The Joker is full of questions, and we go along with him at first, our feelings about his desire to know where he came from is reasonable.
As the story begins, and we get an idea about the Joker, we learn that his name is Arthur Fleck. He is a comedian, and he is having a tough time.
He has a ‘weak character’, but so what, he’s still likeable. Most of can root for the underdog. Arthur Fleck is an underdog.
Once a reader likes a character, it’s hard for them to unlike them. That character can go out and kill a few people, and we will try our best to justify his actions — we chose him as a friend, so we don’t give up on him so easily.
By the time a villain reveals his or her true potential as a nasty piece of work, we are on their side of the story. We’ve been secretly hoping that they get a break, realise their dreams and live happily. But that wouldn’t be a fun story, we’d just get bored.
As audience and readers, we know that we are falling into a foreign world where we learn things. Arthur Fleck, The Joker, lives in a drab and mundane world, a big city full of unfriendly faces, a place full of hardships.
A few years ago, the 2019 film, The Joker, wouldn’t have worked; audiences only rooted for clear-cut good guys, who were nice from the start, and where we already knew their goals. The bad guys turned up at the first plot point and ruined everything for them, that’s when we would sit on the edge of our seats and hope to God that the good guy is up to the job of fighting these baddies.
As time went by, and the world became more sinister, readers and audiences were primed for new material. The Joker, known already as a pretty nasty piece of work, set us up so that we would adore him, follow him, and feel embarrassed that we actually feel sad for him. And if there was more of him, we’d go and buy a ticket.
The Joker, simply an underdog gone wrong, is enough for us to understand his actions. A reader can understand a character, but not identify with him, they know wiping out a bunch of visitors to your apartment is very wrong, but the audience gets it — he had to do that.
When you think of Hannibal Lector in “Silence of the Lambs”, we remember him as a cannibal, and a slimy character. We shouldn’t like him at all — regardless of his other characteristics. He is also an expert on cuisine, classical music, and he shows formidable intelligence that frightens anybody who has to deal with him. Those last three are the human characteristics that make him irresistible.
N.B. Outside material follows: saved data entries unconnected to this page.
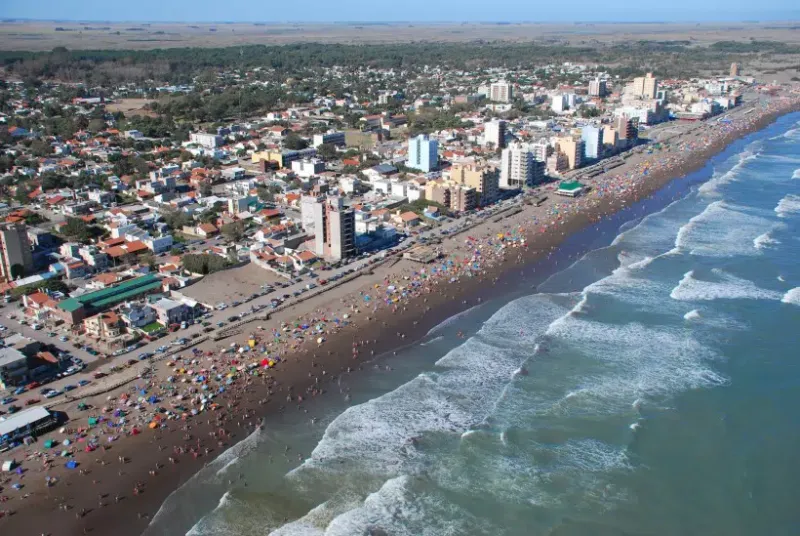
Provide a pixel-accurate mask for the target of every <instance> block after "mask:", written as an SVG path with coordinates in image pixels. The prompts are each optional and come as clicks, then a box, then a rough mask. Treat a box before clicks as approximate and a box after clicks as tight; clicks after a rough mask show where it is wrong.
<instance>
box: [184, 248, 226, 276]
mask: <svg viewBox="0 0 800 536" xmlns="http://www.w3.org/2000/svg"><path fill="white" fill-rule="evenodd" d="M230 265H231V262H230V261H229V260H228V259H224V258H222V257H220V256H219V255H209V254H207V253H200V254H193V253H190V254H187V255H184V256H183V267H184V268H185V269H187V270H189V271H190V272H192V273H194V274H203V275H207V274H211V273H214V272H219V271H220V270H224V269H226V268H228V267H229V266H230Z"/></svg>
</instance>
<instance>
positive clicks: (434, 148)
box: [406, 134, 439, 173]
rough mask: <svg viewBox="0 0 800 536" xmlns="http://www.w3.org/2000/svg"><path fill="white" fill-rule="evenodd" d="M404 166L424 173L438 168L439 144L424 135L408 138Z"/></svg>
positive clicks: (438, 160)
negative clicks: (407, 144)
mask: <svg viewBox="0 0 800 536" xmlns="http://www.w3.org/2000/svg"><path fill="white" fill-rule="evenodd" d="M406 165H407V166H408V167H410V168H414V169H419V170H420V171H424V172H426V173H428V172H430V171H433V170H434V169H436V168H437V167H439V142H437V141H436V140H432V139H430V138H428V136H426V135H424V134H420V135H419V136H417V137H416V138H410V139H409V140H408V161H407V162H406Z"/></svg>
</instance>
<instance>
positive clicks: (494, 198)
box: [443, 162, 500, 205]
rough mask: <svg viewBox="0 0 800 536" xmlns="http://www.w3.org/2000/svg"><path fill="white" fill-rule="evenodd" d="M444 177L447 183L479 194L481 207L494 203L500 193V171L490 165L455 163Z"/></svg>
mask: <svg viewBox="0 0 800 536" xmlns="http://www.w3.org/2000/svg"><path fill="white" fill-rule="evenodd" d="M443 176H444V179H445V180H446V181H449V182H453V183H455V184H462V185H465V186H468V187H470V188H473V189H474V190H475V191H476V192H477V193H478V197H479V199H478V202H479V203H480V204H481V205H488V204H490V203H494V202H495V201H496V200H497V197H498V194H499V193H500V174H499V171H498V170H497V168H495V167H494V166H490V165H488V164H483V163H477V162H469V163H455V164H453V165H452V166H451V167H450V169H448V170H447V171H445V172H444V173H443Z"/></svg>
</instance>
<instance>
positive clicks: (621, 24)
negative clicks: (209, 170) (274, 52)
mask: <svg viewBox="0 0 800 536" xmlns="http://www.w3.org/2000/svg"><path fill="white" fill-rule="evenodd" d="M796 28H797V26H796V25H793V24H792V23H789V22H786V23H757V22H752V23H745V22H743V23H725V24H723V23H719V24H710V23H708V24H678V23H674V24H673V23H664V24H643V23H638V24H635V23H631V24H627V23H626V24H622V23H620V24H613V23H604V24H590V23H585V24H582V23H574V24H551V23H548V24H534V23H519V24H516V23H515V24H506V23H461V24H459V23H440V24H418V23H383V24H378V23H371V24H370V23H363V24H357V23H352V24H256V23H252V24H250V23H221V24H208V23H198V24H191V23H141V22H128V23H99V22H76V21H68V22H64V21H60V22H50V21H21V22H2V23H0V50H37V51H41V50H51V49H53V48H55V47H57V46H65V47H67V48H69V49H74V50H77V49H152V48H169V47H223V46H235V45H241V44H286V43H297V42H325V43H395V42H409V41H442V42H468V41H477V40H501V41H518V42H529V41H537V42H541V43H543V44H544V43H553V44H555V43H560V44H574V45H592V44H609V43H618V42H629V41H636V40H642V39H648V40H659V41H676V40H677V41H691V42H693V43H696V44H698V45H703V44H708V43H713V42H716V41H723V40H726V41H743V42H745V41H750V40H751V39H756V40H772V41H780V42H784V43H800V32H798V31H797V29H796Z"/></svg>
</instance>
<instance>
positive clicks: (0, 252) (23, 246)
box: [0, 223, 33, 281]
mask: <svg viewBox="0 0 800 536" xmlns="http://www.w3.org/2000/svg"><path fill="white" fill-rule="evenodd" d="M32 268H33V256H32V254H31V244H30V241H29V239H28V233H27V231H26V228H25V225H23V224H18V223H5V224H2V225H0V275H2V276H3V278H4V279H6V280H7V281H10V280H13V279H17V278H19V277H23V276H24V275H26V274H28V273H30V271H31V269H32Z"/></svg>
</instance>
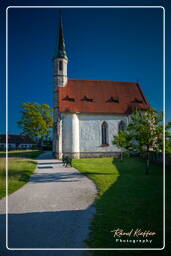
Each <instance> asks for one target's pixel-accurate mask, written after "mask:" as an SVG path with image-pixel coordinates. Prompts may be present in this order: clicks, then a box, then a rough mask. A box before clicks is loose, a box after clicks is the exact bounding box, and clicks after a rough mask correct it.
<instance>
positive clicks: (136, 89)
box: [53, 18, 149, 159]
mask: <svg viewBox="0 0 171 256" xmlns="http://www.w3.org/2000/svg"><path fill="white" fill-rule="evenodd" d="M53 62H54V130H53V154H54V156H55V157H56V158H59V159H61V158H62V157H63V156H69V157H71V158H86V157H108V156H116V155H118V154H120V150H119V149H118V148H117V147H116V146H115V145H113V144H112V140H113V135H116V134H117V133H118V131H119V130H120V129H124V128H125V127H126V126H127V125H128V122H129V118H130V114H131V112H132V111H133V110H134V109H135V108H138V109H142V110H146V109H148V108H149V103H148V102H147V100H146V98H145V96H144V94H143V92H142V90H141V88H140V86H139V84H138V83H135V82H117V81H103V80H88V79H70V78H68V75H67V67H68V58H67V54H66V49H65V41H64V32H63V24H62V18H61V20H60V24H59V33H58V50H57V52H56V55H55V57H54V58H53Z"/></svg>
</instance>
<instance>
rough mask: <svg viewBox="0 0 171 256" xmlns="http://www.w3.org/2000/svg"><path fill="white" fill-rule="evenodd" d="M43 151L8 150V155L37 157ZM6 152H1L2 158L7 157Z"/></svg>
mask: <svg viewBox="0 0 171 256" xmlns="http://www.w3.org/2000/svg"><path fill="white" fill-rule="evenodd" d="M41 153H43V151H42V150H37V149H35V150H13V151H9V152H8V157H17V158H18V157H20V158H36V157H37V156H38V155H40V154H41ZM5 156H6V153H5V152H0V158H2V157H5Z"/></svg>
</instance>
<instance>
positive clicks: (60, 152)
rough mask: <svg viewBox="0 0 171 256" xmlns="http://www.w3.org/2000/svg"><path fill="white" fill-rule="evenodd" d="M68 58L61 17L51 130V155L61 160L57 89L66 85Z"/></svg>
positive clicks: (55, 64) (53, 72)
mask: <svg viewBox="0 0 171 256" xmlns="http://www.w3.org/2000/svg"><path fill="white" fill-rule="evenodd" d="M67 65H68V58H67V55H66V50H65V40H64V32H63V23H62V16H61V17H60V22H59V29H58V46H57V51H56V53H55V56H54V58H53V67H54V70H53V75H54V128H53V154H54V156H55V157H57V158H59V159H61V158H62V117H61V113H60V112H59V98H58V95H59V87H64V86H66V84H67V81H68V78H67Z"/></svg>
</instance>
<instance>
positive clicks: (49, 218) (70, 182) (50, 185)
mask: <svg viewBox="0 0 171 256" xmlns="http://www.w3.org/2000/svg"><path fill="white" fill-rule="evenodd" d="M96 193H97V191H96V187H95V185H94V183H93V182H92V181H91V180H89V179H88V178H87V177H86V176H84V175H82V174H80V173H79V172H78V171H77V170H76V169H75V168H72V167H68V168H65V167H63V165H62V163H61V161H59V160H56V159H53V158H52V157H51V153H45V154H43V155H41V156H40V157H39V158H38V167H37V170H36V172H35V174H34V175H33V176H32V177H31V179H30V181H29V182H28V183H27V184H26V185H25V186H24V187H22V188H21V189H19V190H18V191H16V192H15V193H13V194H12V195H10V196H9V198H8V209H9V215H8V216H9V217H8V218H9V237H8V239H9V242H8V246H9V247H10V248H85V247H86V244H85V243H84V240H85V239H87V237H88V233H89V225H90V221H91V219H92V217H93V214H94V212H95V209H94V207H93V205H92V204H93V202H94V199H95V195H96ZM4 203H5V199H2V200H0V209H1V210H0V213H1V214H0V216H1V220H2V219H4V218H5V217H4V216H5V215H4V213H5V209H4ZM4 228H5V227H4ZM3 231H4V229H3V230H2V232H3ZM0 236H1V234H0ZM3 237H4V234H3ZM27 252H29V251H27ZM27 252H26V251H25V252H23V254H22V251H18V252H17V254H16V255H30V254H27ZM38 252H40V251H37V252H36V253H38ZM53 252H55V254H52V253H53ZM65 252H67V251H65ZM82 252H83V251H69V255H82ZM31 254H32V255H33V254H34V253H33V252H31ZM12 255H15V254H14V252H13V254H12ZM36 255H37V254H36ZM40 255H64V254H62V251H41V254H40ZM65 255H66V254H65Z"/></svg>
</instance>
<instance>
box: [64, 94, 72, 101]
mask: <svg viewBox="0 0 171 256" xmlns="http://www.w3.org/2000/svg"><path fill="white" fill-rule="evenodd" d="M62 100H67V101H75V99H74V98H70V97H69V96H68V95H67V96H66V97H64V98H63V99H62Z"/></svg>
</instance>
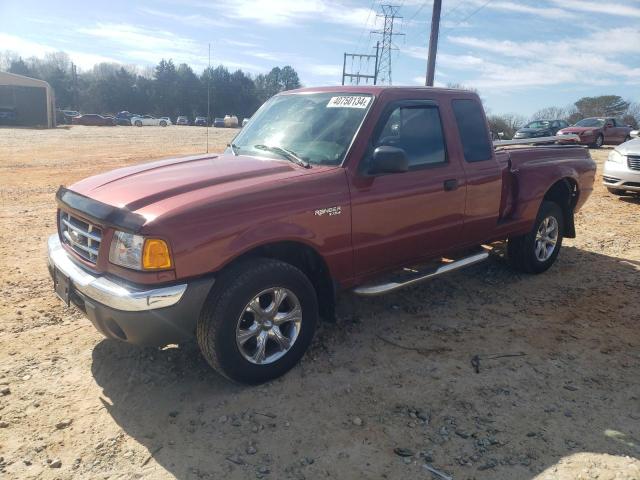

Like a snake, he can beguile anybody who comes close to him.
Arthur Fleck, the wimp, finally transforms himself into The Joker. In so doing, he reveals his new self, his criminal self that isn’t afraid of anyone. He can charm people, draw them close enough, then go for the jugular vein. Shoot them, and taunt them. He is having his revenge, and we hate him, but love the character that he has left behind.
The two sides of personality function well in conflict, it’s this conflict in character that fascinates us, and makes us think that maybe there is some good in this evil person.
With The Joker, we don’t forget who he was when we first met him. With Hannibal Lector, we discover as we go along that he is cannibal, and a highly cultured person. We pick the acceptable character traits out and keep them in hope that they will become dominant again. But they don’t, and Hannibal eats whoever he pleases, and the Joker goes way too far and blows his world to smithereens, self destructs, and seemingly disappears into a dark hole.
We leave the cinema in both case, hoping that there will be sequel. We love these guys.
We don’t really love them, but they do fascinate us to our core. I think, just like a psychologist becomes driven by the desire to understand human nature, the reader is driven to understand more and more about bad characters through constant story reading, maybe it will lead to understanding why the world is such an unsafe place, why people do terrible things.
All our fictions stem from the real world, we write and exaggerate character to magnify the horror, but as writers it is important to remember that you can’t show the reader how terrible, horrific, and abhorrent it all is, unless you keep your characters as likeable human beings who do terrible things.